Cuando madame Lerner asoma entre la arcada de setos que separa ambas parcelas portando una bandeja cubierta con un paño floreado, saludando, gozosa, al grupo que desayuna en el jardín y anunciando: “Aquí llega la prometida fougasse”, maman Malika hace un aparte con su hija, la veterinaria que se ocupa de la salud de los gatos del Barrio, y le advierte: “Ni una palabra sobre Ménard delante de Maryvonne”. “¿Quieres que me quede callada mientras madame Lerner alaba a ese xenófobo?”. “Sí.
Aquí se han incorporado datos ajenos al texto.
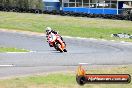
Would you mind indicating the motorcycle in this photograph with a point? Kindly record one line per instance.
(55, 41)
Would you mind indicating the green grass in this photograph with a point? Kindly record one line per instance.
(71, 26)
(5, 49)
(65, 80)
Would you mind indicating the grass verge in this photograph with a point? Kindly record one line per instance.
(5, 49)
(65, 80)
(70, 26)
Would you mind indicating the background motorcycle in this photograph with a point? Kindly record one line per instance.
(56, 41)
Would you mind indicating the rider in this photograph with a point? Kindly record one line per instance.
(49, 31)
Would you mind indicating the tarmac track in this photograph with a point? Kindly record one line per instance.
(46, 59)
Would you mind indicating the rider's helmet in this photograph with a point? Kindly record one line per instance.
(48, 30)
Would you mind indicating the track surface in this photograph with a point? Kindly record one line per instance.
(46, 59)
Eso mismo quiero que hagas”.


(…)


    —Y entonces, madame Lerner, ¿cuándo cree usted que el alcalde Ménard obligará a los extranjeros de Béziers a coserse una media luna en la ropa? ¿O quizás no hará falta porque se nota enseguida de dónde proceden?

El cuchillo con que maman Malika está troceando la fougasse parece quedar atascado en la masa. Iliane y Étienne miran con atención a Maryvonne Lerner, y María Petra, cuyo francés es rudimentario pero que se ha percatado de la reacción de maman Malika ante las palabras de la veterinaria, le susurra a Iliane: “¿Qué ha dicho? ¿Qué ha dicho?”.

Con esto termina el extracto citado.